La montagna stessa, con i suoi 5.165 metri di altezza, rappresentava una sfida formidabile. Le condizioni climatiche estreme, i ghiacciai perenni e l’instabilità politica della regione rendevano ogni spedizione un’impresa rischiosa.
Nel 2010, un gruppo internazionale di ricercatori turchi e cinesi annunciò una scoperta sensazionale: resti di legno risalenti a circa 4.800 anni fa, rinvenuti a grande altitudine sul Monte Ararat. L’età dei reperti coincideva sorprendentemente con le datazioni bibliche del diluvio universale. Tuttavia, la comunità scientifica accolse la notizia con scetticismo.
Più recentemente, l’avvento delle tecnologie di scansione 3D ha rivoluzionato l’approccio alla ricerca. Utilizzando radar penetranti e scanner laser ad alta risoluzione, i ricercatori hanno identificato anomalie strutturali nelle montagne turche che potrebbero corrispondere a costruzioni artificiali di dimensioni colossali, compatibili con le descrizioni bibliche dell’Arca.
È fondamentale sottolineare che nessuna di queste scoperte è stata universalmente accettata come prova definitiva dell’esistenza storica dell’Arca di Noè.

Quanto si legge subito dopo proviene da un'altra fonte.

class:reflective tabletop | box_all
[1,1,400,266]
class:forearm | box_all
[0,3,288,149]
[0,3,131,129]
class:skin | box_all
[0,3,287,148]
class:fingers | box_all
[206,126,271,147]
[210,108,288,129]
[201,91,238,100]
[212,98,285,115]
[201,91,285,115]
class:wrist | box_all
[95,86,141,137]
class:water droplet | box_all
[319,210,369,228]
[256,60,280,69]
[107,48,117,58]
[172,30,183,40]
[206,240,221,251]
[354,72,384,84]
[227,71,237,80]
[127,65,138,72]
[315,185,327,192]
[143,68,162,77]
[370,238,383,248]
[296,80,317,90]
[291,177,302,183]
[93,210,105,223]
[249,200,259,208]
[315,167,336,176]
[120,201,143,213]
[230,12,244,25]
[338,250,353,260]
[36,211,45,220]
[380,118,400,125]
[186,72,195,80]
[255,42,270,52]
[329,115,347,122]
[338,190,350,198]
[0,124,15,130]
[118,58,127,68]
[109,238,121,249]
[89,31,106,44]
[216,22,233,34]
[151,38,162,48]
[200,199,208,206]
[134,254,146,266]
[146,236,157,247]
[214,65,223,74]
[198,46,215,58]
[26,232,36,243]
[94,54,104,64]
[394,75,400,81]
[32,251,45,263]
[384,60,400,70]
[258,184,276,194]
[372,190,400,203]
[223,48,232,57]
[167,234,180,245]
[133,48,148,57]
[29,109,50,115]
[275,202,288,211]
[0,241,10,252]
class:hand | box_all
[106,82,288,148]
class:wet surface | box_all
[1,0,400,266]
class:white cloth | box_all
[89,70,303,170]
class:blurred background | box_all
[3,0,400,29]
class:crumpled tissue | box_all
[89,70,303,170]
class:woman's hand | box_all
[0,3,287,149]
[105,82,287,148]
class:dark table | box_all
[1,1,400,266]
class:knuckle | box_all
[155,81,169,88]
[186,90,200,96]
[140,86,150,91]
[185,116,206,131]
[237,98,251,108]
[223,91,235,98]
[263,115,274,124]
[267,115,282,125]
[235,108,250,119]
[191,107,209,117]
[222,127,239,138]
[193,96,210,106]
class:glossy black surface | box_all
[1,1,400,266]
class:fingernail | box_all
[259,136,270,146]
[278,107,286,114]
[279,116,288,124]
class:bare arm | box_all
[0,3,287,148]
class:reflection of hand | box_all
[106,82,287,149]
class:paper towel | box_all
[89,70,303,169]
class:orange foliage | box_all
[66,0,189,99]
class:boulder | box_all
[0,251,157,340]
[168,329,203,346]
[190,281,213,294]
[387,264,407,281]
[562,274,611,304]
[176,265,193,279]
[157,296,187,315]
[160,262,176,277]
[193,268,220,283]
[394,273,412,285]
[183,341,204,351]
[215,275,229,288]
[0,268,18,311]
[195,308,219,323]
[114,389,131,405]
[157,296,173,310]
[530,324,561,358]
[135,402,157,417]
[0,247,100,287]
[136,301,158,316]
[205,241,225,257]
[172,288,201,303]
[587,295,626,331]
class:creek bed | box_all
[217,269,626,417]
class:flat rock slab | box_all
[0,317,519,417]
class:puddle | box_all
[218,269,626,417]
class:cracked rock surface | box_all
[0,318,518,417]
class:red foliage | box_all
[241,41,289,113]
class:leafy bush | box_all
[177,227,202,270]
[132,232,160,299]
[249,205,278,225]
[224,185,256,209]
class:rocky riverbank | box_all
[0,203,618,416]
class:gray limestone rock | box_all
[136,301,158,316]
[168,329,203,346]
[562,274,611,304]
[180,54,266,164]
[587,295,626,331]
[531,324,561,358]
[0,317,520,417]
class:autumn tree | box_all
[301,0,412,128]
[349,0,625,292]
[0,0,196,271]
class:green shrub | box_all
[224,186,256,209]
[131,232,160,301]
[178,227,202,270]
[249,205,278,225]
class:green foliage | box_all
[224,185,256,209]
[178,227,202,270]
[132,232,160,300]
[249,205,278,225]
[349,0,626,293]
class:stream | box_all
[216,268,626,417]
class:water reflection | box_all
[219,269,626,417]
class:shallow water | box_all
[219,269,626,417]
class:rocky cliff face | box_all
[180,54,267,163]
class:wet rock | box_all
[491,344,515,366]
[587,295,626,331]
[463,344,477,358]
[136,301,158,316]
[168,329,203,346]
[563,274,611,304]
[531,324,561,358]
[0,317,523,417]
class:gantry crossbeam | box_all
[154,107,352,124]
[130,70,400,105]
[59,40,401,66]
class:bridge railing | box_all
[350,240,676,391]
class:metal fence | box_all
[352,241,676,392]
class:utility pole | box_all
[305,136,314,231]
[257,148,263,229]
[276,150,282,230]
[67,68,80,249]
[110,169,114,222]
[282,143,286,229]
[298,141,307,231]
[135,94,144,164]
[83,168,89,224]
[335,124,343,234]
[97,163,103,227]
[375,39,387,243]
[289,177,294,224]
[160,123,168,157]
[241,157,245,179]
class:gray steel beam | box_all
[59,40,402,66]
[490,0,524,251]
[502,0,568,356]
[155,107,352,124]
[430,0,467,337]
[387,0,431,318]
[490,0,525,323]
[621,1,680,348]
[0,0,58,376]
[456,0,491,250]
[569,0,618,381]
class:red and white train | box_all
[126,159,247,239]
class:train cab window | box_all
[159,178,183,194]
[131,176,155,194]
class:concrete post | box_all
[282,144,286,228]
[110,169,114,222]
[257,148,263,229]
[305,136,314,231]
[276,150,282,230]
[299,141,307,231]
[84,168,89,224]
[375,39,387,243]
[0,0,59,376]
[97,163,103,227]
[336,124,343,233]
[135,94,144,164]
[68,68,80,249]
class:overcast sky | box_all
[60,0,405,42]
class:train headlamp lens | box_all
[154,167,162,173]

La comunità scientifica mantiene un approccio prudente, distinguendo tra fenomeni geologici naturali e possibili evidenze archeologiche. Tuttavia, il fascino di queste ricerche non risiede necessariamente nella loro validità scientifica, quanto piuttosto nella loro capacità di alimentare l’immaginazione e di connettere il presente con le narrazioni più antiche dell’umanità.
Il dipinto di Fernand Léger si inserisce in questo contesto culturale come testimonianza artistica di un’epoca in cui la tecnologia iniziava a offrire nuovi strumenti per esplorare i misteri del passato. L’artista francese, con la sua sensibilità per i temi contemporanei, sembra aver colto l’importanza simbolica di queste ricerche, trasformandole in una riflessione artistica sulla relazione tra mito e realtà.
Oggi quest’opera preziosa arricchisce una collezione privata calabrese, testimoniando come l’arte di grande valore possa trovare dimora anche lontano dai grandi centri artistici internazionali. La presenza di un Léger in Calabria rappresenta un piccolo tesoro culturale che dimostra la capacità dell’arte di viaggiare e di radicarsi in territori che sanno apprezzarne il valore.
L’opera dimostra inoltre la straordinaria erudizione di Léger, che nel dipinto incorpora dettagli e riferimenti che suggeriscono una conoscenza approfondita non solo delle teorie archeologiche dell’epoca, ma anche di elementi linguistici e culturali della regione del Monte Ararat. Alcune fonti riferiscono che l’artista avesse studiato trascrizioni di antiche lingue locali, incorporando simboli e riferimenti che aggiungono profondità storica all’opera.
Questa storia ci ricorda come l’arte e la scienza si intreccino spesso in modi inaspettati. Il dipinto di Léger non è solo un’opera d’arte, ma un documento storico che testimonia l’interesse del suo tempo per una delle ricerche più affascinanti e controverse della storia umana. Per chi volesse approfondire questo avvincente intreccio tra arte, archeologia e mistero, un viaggio potrebbe toccare due mete: i luoghi della ricerca archeologica e la terra calabrese custode di questa testimonianza artistica. Chissà se, nelle pieghe rocciose di quella montagna leggendaria, si nasconda davvero il più grande tesoro archeologico della storia umana, o se il vero tesoro sia invece la capacità dell’umanità di continuare a sognare, cercare e creare arte ispirata dai propri sogni più profondi.